Namun, gagasan ini tidak luput dari kritik. Sebagian kalangan menolak ittihad al-mathali’ dengan merujuk pada hadis Kuraib, yang dianggap mendukung ikhtilaf al-mathali’ (perbedaan matlak). Hadis tersebut tercantum dalam Sunan Abi Dawud:
عَنْ كُرَيْبٍ: أَنَّ أُمَّ الْفَضْلِ بَعَثَتْهُ إلَى مُعَاوِيَةَ بْنِ أَبِي سُفْيَانَ بِالشَّامِ قَالَ: فَقَدِمْت الشَّامَ فَقَضَيْت حَاجَتَهَا، وَاسْتَهَلَّ عَلَيَّ هِلَالُ رَمَضَانَ وَأَنَا بِالشَّامِ، فَرَأَيْت الْهِلَالَ لَيْلَةَ الْجُمُعَةِ، ثُمَّ قَدِمْت الْمَدِينَةَ فِي آخِرِ الشَّهْرِ، فَسَأَلَنِي ابْنُ عَبَّاسٍ، ثُمَّ ذَكَرَ الْهِلَالَ فَقَالَ: مَتَى رَأَيْته؟ فَقُلْت: لَيْلَةَ الْجُمُعَةِ، فَقَالَ: أَنْتَ رَأَيْته؟ قُلْت: نَعَمْ، وَرَآهُ النَّاسُ وَصَامُوا وَصَامَ مُعَاوِيَةُ قَالَ: لَكِنَّا رَأَيْنَاهُ لَيْلَةَ السَّبْتِ، فَقُلْت لَهُ: أَوَلَا تَكْتَفِي بِرُؤْيَةِ مُعَاوِيَةَ؟ قَالَ: لَا؛ هَكَذَا أَمَرَنَا رَسُولُ اللَّهِ صلى الله عليه وسلم
“Dari Kuraib: Umm al-Fadl mengutus Kurayb ke Syam kepada Mu’awiyah untuk mengurus sesuatu. Dia (Kuraib), berkata, “Saya berada di Syam ketika bulan Ramadan ditetapkan. Saya melihat Bulan baru pada Jumat malam. Saya kembali ke Madinah pada akhir bulan. Saat membahas Bulan Baru, Ibnu Abbas bertanya kepada saya “Kapan kamu melihat Bulan Baru?” Saya menjawab, “Pada hari Jumat malam.” Dia bertanya apakah saya melihat Bulan sendirian dan saya menjawab ya. Saya juga mengatakan kepadanya bahwa Mua’wiyah bersama banyak orang melihatnya dan membenarkan bulan tersebut. Ibnu Abbas mengatakan bahwa kami melihatnya pada Sabtu malam. Saya bertanya apakah penampakan Mu’awiyah kurang memadai (bagi Ibnu Abbas dan masyarakat Madinah)? Ibnu Abbas menjawab dengan tidak setuju dan berkata, “Inilah yang diperintahkan Rasulullah kepada kita.”

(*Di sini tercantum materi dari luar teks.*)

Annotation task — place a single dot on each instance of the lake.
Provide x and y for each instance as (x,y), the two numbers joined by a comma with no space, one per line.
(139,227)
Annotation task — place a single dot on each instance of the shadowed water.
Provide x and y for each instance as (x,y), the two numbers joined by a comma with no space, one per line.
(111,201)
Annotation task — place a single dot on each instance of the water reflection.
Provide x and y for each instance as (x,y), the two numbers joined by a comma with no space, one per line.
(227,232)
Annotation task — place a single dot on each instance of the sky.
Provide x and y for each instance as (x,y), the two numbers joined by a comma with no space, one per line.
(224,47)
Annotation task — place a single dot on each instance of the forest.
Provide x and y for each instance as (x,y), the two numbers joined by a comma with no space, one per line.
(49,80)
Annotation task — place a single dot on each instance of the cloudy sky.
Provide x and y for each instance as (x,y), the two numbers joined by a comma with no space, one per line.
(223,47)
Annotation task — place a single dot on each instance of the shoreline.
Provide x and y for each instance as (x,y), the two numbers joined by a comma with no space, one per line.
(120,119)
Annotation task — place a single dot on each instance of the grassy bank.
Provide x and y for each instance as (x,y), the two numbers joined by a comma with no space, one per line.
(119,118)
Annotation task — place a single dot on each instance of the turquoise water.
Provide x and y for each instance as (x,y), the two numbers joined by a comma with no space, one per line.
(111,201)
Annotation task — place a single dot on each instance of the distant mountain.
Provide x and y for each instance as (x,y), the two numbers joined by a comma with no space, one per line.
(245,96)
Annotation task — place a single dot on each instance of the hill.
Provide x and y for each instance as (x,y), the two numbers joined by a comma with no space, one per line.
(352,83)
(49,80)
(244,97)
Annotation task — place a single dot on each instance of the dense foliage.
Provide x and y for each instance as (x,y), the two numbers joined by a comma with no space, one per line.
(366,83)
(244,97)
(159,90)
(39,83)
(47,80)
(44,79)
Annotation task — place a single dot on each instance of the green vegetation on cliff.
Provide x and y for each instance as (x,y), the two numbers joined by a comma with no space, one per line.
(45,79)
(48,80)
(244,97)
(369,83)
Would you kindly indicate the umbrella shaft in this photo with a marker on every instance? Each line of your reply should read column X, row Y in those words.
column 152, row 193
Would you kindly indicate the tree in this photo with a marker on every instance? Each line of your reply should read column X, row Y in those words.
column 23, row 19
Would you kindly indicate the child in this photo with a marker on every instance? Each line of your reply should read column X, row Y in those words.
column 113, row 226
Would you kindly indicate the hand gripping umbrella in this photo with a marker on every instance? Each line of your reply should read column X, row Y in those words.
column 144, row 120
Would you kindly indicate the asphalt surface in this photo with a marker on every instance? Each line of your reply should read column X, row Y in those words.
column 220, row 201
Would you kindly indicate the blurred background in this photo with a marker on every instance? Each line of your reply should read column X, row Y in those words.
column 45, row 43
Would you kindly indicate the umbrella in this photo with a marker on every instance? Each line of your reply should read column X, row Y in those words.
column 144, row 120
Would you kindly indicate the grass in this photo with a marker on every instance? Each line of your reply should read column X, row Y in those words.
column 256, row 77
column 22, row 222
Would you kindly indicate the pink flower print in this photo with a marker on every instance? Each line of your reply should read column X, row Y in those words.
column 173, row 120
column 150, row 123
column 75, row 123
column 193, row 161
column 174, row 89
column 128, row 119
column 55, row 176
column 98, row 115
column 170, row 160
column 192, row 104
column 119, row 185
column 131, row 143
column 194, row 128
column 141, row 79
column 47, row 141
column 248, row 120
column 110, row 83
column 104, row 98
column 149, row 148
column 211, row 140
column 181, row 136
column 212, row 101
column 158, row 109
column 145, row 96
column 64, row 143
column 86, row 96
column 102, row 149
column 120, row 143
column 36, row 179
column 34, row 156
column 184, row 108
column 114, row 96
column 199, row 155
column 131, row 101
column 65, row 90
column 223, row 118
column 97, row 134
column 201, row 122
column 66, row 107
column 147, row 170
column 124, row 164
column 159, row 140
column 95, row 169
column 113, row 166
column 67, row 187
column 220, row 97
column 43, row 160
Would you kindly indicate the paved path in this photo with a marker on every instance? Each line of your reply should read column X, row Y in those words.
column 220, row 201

Hadis ini menceritakan bahwa Kuraib, yang diutus Umm al-Fadl ke Syam, melihat hilal Ramadan pada malam Jumat di Syam, dan penduduk Syam, termasuk Mu’awiyah, mulai berpuasa berdasarkan rukyat tersebut. Namun, ketika Kuraib kembali ke Madinah, Ibnu Abbas menyatakan bahwa penduduk Madinah melihat hilal pada malam Sabtu dan memulai puasa berdasarkan rukyat lokal mereka. Ketika Kuraib bertanya apakah rukyat Syam tidak cukup, Ibnu Abbas menegaskan, “Tidak, beginilah perintah Rasulullah kepada kami.”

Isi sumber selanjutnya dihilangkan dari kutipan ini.